«Agora que me envolvi directamente, durante dois dias, lutando até à exaustão, no meio de um inferno de chamas e fumo ardente, procurando defender a humilde casa de meus pais - lugar de memória da minha infância e recanto de paz nos encontros domingueiros de são convívio entre três gerações ? melhor entendo o valor da enorme solidariedade e abnegação do nosso povo. (...)
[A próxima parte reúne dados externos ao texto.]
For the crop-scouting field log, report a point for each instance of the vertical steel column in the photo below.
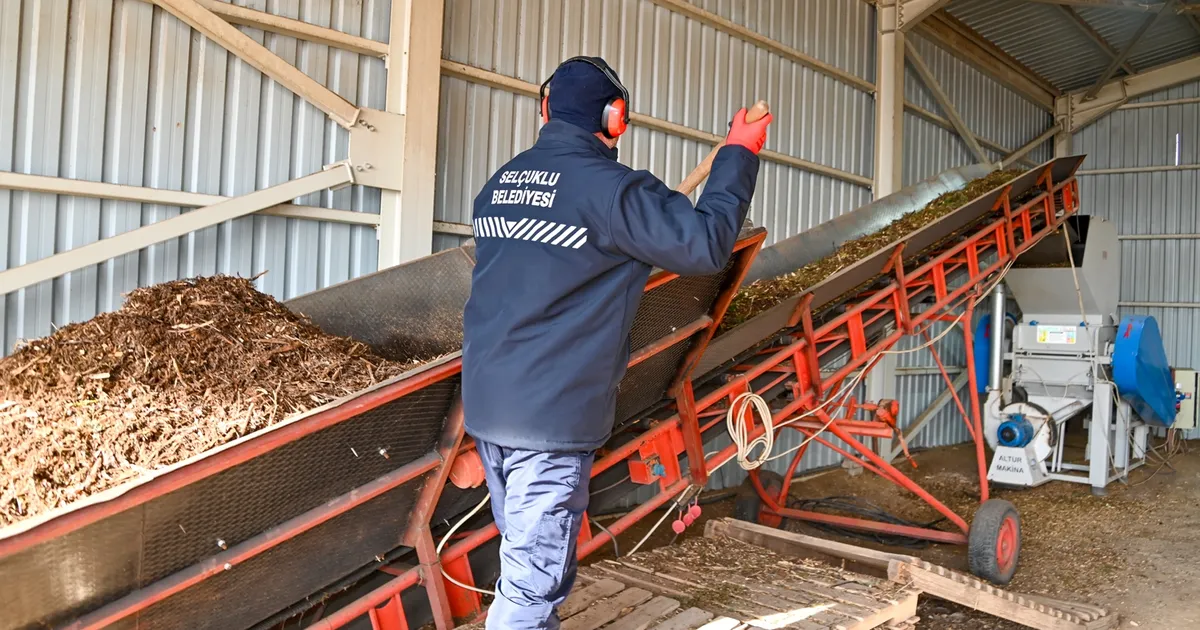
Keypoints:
(414, 79)
(888, 103)
(973, 391)
(996, 360)
(1063, 139)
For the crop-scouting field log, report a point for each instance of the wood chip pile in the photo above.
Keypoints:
(183, 367)
(760, 297)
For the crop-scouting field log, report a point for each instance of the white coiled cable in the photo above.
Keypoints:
(739, 431)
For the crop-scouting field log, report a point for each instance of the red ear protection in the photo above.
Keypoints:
(616, 120)
(615, 117)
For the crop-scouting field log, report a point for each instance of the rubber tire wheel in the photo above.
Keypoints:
(994, 520)
(747, 503)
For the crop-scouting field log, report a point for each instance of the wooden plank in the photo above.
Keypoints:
(641, 580)
(1104, 623)
(1086, 611)
(607, 610)
(262, 59)
(984, 598)
(834, 611)
(790, 544)
(688, 619)
(723, 623)
(898, 612)
(646, 615)
(582, 598)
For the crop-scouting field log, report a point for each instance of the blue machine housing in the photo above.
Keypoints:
(983, 349)
(1141, 372)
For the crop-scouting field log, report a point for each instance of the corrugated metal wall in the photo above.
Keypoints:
(1161, 270)
(123, 93)
(677, 70)
(705, 75)
(989, 109)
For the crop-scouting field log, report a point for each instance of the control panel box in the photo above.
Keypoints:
(1186, 384)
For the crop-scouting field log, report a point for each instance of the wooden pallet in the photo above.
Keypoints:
(1031, 611)
(731, 586)
(1043, 613)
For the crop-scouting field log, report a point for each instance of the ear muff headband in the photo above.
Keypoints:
(615, 117)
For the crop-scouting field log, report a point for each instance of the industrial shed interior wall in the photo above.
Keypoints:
(123, 93)
(1165, 203)
(687, 72)
(690, 73)
(119, 91)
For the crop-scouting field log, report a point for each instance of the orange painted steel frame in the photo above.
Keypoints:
(1005, 240)
(798, 364)
(382, 606)
(450, 601)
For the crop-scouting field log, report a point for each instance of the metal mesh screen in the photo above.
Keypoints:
(82, 570)
(647, 382)
(270, 582)
(275, 486)
(675, 305)
(412, 311)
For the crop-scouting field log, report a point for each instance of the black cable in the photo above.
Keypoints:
(863, 509)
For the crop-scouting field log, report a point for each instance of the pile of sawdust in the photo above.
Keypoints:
(762, 295)
(183, 367)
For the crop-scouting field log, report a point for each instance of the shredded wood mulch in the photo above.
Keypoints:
(183, 367)
(760, 297)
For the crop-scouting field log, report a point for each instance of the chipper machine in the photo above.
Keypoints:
(1072, 357)
(353, 514)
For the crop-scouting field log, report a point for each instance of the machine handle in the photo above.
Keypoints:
(701, 172)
Mas é triste, de uma tristeza infinita, observar o nosso vasto e rico património florestal e ambiental desaparecer num ápice, perante a nossa impotência, com consequências tão nefastas que provavelmente ainda nem nos demos conta, tal é o estado de pasmo e incredulidade com que olhamos agora, atónitos, estas manchas intermináveis de paisagem negra, bélica, ainda ontem tão fresca e paradisíaca.
É este sentimento de raiva interior, que ora se abafa, ora parece explodir, por verificar que os mais pobres continuam os mais sofredores, as suas casas as que ardem, o seu desespero o mais ignorado. Entregues a si próprios e ao seu destino, apenas podem contar consigo e a solidariedade possível. E ficar mais pobres. (...)
Razão tem o meu pai, nos seus lúcidos 75 anos, confessando a um órgão de informação (os novos paparazzi da desgraça!) face ao cenário de tragédia jamais visto na sua aldeia: "Tivesse eu agora 20 ou 30 anos, voltaria a emigrar para bem longe e tão cedo não regressaria a este triste e pobre país."
E nós, valerá a pena ficar? Até quando?»